Le pilotage partenarial devrait permettre d'assurer la complémentarité des dispositifs portés par les différents acteurs : contrats locaux d'accompagnement à la scolarité (Clas), contrats "enfance jeunesse" (CEJ), volet éducatif des contrats urbains de cohésion sociale (Cucs)…

"Garantir une continuité éducative"

Dans ce cadre, "le rôle de l'Education nationale est notamment de construire, d'orienter et d'évaluer les actions mises en place afin de rechercher la cohérence entre ces dispositifs et les projets d'école", souligne le ministère, qui souhaite que le PEDT veille à "garantir une continuité éducative entre les projets des écoles et des établissements et les activités proposées aux élèves en dehors du temps scolaire, et donc une meilleure articulation des différents temps de vie de l'enfant avant, pendant et après l'école".
Le PEDT aura enfin vocation à organiser le "parcours éducatif" de tous les jeunes scolarisés dans les écoles des communes (ou intercommunalités) concernées. Il précisera notamment les modalités de scolarisation avant trois ans envisagées sur le territoire et c'est lui qui permettra de proposer des aménagements locaux à l'organisation du temps scolaire (choix du mercredi ou du samedi, durée de la pause méridienne, horaires des temps périscolaires…)

L'expérience des CEL

Le PEDT s'appuie sur l'expérience des contrats éducatifs locaux (CEL) développés depuis une vingtaine d'années à différentes échelles : communale, intercommunale (urbaine et rurale), départementale.
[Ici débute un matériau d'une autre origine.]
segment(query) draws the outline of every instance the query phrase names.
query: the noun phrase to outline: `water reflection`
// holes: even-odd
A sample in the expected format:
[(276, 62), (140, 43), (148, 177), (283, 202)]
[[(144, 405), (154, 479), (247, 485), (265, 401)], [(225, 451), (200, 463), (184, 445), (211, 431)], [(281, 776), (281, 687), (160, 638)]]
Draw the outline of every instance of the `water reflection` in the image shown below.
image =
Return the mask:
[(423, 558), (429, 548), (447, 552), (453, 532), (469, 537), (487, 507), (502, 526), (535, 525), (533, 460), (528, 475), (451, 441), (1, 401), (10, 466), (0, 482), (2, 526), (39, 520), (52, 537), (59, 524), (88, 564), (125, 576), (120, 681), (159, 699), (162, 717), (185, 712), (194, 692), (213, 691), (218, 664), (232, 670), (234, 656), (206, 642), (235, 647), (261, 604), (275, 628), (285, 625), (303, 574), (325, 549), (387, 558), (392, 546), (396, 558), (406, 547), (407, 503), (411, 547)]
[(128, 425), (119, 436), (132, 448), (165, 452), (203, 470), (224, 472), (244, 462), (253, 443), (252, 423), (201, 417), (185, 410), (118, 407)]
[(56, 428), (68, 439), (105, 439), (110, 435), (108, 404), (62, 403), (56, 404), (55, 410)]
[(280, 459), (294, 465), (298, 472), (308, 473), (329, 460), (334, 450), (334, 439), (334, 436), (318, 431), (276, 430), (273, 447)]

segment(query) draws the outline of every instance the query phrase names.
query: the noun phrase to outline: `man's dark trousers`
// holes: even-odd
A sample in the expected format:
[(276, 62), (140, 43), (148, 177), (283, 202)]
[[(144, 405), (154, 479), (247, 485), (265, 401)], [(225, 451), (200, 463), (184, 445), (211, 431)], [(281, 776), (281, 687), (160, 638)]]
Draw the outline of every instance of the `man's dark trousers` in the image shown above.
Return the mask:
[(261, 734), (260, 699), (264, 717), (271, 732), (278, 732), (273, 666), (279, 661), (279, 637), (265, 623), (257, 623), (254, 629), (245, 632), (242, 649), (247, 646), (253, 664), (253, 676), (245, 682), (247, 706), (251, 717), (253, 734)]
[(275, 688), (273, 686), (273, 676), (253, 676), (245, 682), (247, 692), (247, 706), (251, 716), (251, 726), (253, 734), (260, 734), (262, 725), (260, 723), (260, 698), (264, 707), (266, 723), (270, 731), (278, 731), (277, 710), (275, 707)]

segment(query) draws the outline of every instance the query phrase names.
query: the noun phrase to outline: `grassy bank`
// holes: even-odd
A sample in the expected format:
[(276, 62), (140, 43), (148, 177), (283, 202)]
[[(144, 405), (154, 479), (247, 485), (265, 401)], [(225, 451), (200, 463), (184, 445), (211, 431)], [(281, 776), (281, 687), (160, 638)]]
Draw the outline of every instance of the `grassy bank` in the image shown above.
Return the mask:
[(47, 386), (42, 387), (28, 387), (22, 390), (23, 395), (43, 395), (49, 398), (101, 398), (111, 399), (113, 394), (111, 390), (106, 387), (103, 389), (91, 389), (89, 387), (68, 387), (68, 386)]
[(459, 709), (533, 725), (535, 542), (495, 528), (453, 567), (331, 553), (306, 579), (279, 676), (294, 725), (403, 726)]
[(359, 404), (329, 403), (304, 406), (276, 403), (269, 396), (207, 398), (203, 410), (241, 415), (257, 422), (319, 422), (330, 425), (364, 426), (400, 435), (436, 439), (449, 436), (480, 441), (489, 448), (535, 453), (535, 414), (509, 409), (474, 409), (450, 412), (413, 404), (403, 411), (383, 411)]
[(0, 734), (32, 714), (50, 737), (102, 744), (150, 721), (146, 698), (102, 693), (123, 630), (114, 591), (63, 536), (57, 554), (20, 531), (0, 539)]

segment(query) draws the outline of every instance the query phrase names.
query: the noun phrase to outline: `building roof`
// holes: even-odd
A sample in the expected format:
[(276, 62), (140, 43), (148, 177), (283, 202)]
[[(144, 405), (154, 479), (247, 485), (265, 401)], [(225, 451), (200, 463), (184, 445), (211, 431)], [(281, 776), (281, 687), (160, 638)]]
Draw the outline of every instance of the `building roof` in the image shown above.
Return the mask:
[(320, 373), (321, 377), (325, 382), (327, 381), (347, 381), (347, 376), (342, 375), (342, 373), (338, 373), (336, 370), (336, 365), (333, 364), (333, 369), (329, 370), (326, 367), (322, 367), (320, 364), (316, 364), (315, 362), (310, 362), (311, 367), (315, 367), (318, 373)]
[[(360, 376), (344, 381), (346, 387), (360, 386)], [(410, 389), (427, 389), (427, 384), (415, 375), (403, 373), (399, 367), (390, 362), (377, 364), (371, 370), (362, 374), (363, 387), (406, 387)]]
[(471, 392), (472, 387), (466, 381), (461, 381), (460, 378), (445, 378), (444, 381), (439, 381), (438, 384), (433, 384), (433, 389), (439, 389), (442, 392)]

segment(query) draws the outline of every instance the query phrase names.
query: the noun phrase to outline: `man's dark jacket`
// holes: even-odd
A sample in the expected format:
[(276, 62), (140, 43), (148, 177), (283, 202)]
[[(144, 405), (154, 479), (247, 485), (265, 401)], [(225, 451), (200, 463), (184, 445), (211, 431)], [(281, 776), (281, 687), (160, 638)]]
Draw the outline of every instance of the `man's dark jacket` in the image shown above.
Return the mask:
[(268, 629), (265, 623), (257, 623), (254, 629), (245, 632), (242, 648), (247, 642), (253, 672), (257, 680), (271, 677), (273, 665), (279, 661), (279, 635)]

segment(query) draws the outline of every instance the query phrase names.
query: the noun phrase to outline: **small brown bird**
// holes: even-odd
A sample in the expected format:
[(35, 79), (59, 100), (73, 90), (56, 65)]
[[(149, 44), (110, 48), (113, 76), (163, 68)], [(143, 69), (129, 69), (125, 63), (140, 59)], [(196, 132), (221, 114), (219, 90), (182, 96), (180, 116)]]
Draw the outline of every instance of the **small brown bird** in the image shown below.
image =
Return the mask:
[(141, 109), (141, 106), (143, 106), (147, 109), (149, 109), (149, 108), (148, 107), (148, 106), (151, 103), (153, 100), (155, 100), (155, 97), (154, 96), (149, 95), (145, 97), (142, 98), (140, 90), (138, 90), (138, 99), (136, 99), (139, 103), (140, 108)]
Selon le ministère, les CEL ont concerné au total jusqu'à 11.000 communes et 2,6 millions d'enfants depuis la fin des années 90.
Pour choisir le périmètre d'action d'un PEDT, il faudra veiller à ce qu'il "corresponde à une problématique éducative territoriale bien identifiée" : le PEDT devra être "un cadre qui fédère des quartiers, des communes, des groupements de communes autour d'un projet éducatif".
Projet éducatif qui devra exprimer une "ambition éducatrice", c'est-à-dire reposer sur la définition de grandes priorités partagées. Cela supposera d'identifier les principales difficultés et forces du territoire, d'appréhender les caractéristiques du public scolaire à partir des échanges avec les responsables de l'éducation nationale et de dresser un inventaire de l'offre d'activités périscolaires dans les champs culturel, artistique et sportif.
Pour y parvenir, le ministère insiste la méthodologie. Comme pour toute démarche projet, il faudra suivre les étapes suivantes : élaboration d'un diagnostic local partagé, définition des priorités territoriales puis des objectifs, mise en œuvre et évaluation.